Strategy Design Pattern in Java Class Diagram
Code for the classes shown in Java Example’s Class Diagram
public abstract class BaseFileParser{
  public abstract void parseFile();
public class XMLFileParser extends BaseFileParser{
  public void parseFile(){
    //Logic for parsing an XML file goes here
public class CSVFileParser extends BaseFileParser{
  public void parseFile(){
    //Logic for parsing a CSV file goes here
public class Client{
  private BaseFileParser baseFileParser;
  public Client(BaseFileParser baseFileParser){
  public void parseFile(){
  public static void main(String args[]){
    //Lets say the client needs to parse an XML file
    //The file type(XML/CSV) can also be taken as 
    //input from command line args[]
    Client client=new Client(new XMLFileParser());
Explanation of Code & Class Diagram
The Java Example’s Class Diagram is for a family of algorithms for file parsers where –

  • BaseFileParser class is an abstract base class which represents family of FileParser instances in the design.

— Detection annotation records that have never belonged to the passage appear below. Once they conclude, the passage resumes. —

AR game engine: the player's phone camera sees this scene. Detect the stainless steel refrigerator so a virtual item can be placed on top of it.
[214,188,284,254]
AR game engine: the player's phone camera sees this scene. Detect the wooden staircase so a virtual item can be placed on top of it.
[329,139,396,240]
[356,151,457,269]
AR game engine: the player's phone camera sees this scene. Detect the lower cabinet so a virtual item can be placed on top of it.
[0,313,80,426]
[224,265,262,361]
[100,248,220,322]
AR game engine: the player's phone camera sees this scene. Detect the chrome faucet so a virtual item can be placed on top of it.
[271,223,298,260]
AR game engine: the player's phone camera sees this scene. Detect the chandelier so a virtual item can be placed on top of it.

It has a single abstract method parseFile() which needs to be invoked to parse a file. This method will be overridden by individual parsers next.
  • XMLFileParser & CSVFileParser both implement BaseFileParser. Both also override parseFile() method as per their own logic for processing information in XML and CSV formats.
  • Client class needs to parse files and hence is a consumer of FileParser instances.
  • Client class holds an instance of BaseFileParser which is initialized with the correct subtype of XMLFileParser or CSVFileParser. This happens at the time of instantiation of the Client using a parameterized constructor which assigns the correct file parser to the baseFileParser variable.
  • When Client class’s parseFile() method is invoked, it in turn invokes parseFile() method of the child of BaseFileParser(XMLFileParser or CSVFileParser) which is contained in baseFileParser variable at that moment.
  • Thus, appropriate CSV or XML file parsing happens based on the context.
  • As you might have noticed in the main() method that the information of which child parser(CSV or XML) is to be assigned to the Client’s baseFileParser variable will be passed at runtime. This information can also be passed through the command line arguments args[]
  • So, Client is able to parse the incoming file by selecting at runtime one of the strategies of CSV or XML based.
  • If another file format, say PDF, needs to be implemented in future then all we need is to create a new subclass of BaseFileParser called PDFFileParser and implement PDF file handling logic in its parseFile() method.

This concludes the article on strategy design pattern where we looked at what is the pattern, pattern class diagram and its explanation and finally an example of the pattern in java with class diagram and sample code.